In Europa, il sobrio e cattolicissimo Mario Mauro tiene i contatti col Ppe: è la faccia rispettabile dell’ex Cavaliere, l’unico berluscones che dà del tu ai pesi massimi del popolarismo europeo e può ambire addirittura alla presidenza dell’Europarlamento (nel 2009 la perde per un soffio).
POLITICAMENTE è un conservatore tendente al reazionario: magnificatore della Thatcher delle Falkland, gran nemico di ogni giurisdizione gay friendly, s’è battuto per le radici cristiane dell’Europa e sostiene che la bandiera Ue sia un simbolo cristiano (“il blu è il manto del colore della notte di Maria e le 12 stelle sono la corona dell’apocalisse”). Gli è piaciuta assai la nuova Costituzione ungherese (“un testo all’avanguardia”) bocciata dal Consiglio d’Europa come “autoritaria” e “antidemocratica”.

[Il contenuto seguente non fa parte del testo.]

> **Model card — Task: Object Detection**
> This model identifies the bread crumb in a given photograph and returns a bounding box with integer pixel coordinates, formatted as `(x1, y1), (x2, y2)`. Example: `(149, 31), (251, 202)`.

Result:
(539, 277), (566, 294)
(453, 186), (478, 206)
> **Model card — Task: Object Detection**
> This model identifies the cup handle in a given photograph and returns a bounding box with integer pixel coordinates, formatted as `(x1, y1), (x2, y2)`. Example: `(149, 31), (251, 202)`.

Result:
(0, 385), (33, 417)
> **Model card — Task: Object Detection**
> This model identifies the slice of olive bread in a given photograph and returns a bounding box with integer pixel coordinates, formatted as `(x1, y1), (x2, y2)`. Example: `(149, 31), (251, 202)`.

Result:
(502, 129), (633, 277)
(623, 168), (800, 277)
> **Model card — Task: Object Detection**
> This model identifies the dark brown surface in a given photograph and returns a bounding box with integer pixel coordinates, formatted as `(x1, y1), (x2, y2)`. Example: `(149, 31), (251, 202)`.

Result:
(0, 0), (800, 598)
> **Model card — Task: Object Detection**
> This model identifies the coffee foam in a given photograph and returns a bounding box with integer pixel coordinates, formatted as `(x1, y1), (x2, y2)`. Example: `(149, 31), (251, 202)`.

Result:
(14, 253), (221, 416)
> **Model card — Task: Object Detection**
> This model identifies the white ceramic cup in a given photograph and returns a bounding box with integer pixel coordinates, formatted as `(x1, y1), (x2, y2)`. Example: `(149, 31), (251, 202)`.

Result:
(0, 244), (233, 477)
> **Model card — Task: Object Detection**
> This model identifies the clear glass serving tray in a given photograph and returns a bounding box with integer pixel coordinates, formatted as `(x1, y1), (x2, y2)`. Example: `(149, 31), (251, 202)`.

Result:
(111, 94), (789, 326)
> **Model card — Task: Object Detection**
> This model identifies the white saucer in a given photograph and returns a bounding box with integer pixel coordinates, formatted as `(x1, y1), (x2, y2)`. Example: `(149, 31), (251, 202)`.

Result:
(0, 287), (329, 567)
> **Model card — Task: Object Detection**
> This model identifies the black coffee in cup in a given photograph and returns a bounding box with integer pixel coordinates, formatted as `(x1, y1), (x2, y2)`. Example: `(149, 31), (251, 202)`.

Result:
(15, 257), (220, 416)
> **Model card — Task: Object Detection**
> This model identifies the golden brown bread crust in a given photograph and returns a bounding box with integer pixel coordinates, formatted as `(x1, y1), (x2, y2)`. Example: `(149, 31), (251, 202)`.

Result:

Faccende di contorno rispetto all’amore per Silvio. Quando in Europa il nostro premier è ormai una barzelletta per la vicenda Ruby, il nostro – con Formigoni, Lupi, etc. – scrive una lettera ai cattolici consigliando di “non cadere nella trappola del moralismo e della gogna mediatica”. Nel 2012, però, i suoi amici del Ppe gli fanno capire che Berlusconi è il passato e il nostro sceglie Monti denunciando la “deriva populista” del Pdl e il “tragico errore” della ricandidatura del capo. Le larghe intese gli regalano il ministero della Difesa (invece dell’agognata Università), lui lo prende e subito diventa un pasdaran degli F-35: “Armare la pace per amare la pace”, ha buttato lì. “Combattere per la pace è come fottere per la verginità”, recitava invece un antico slogan pacificista.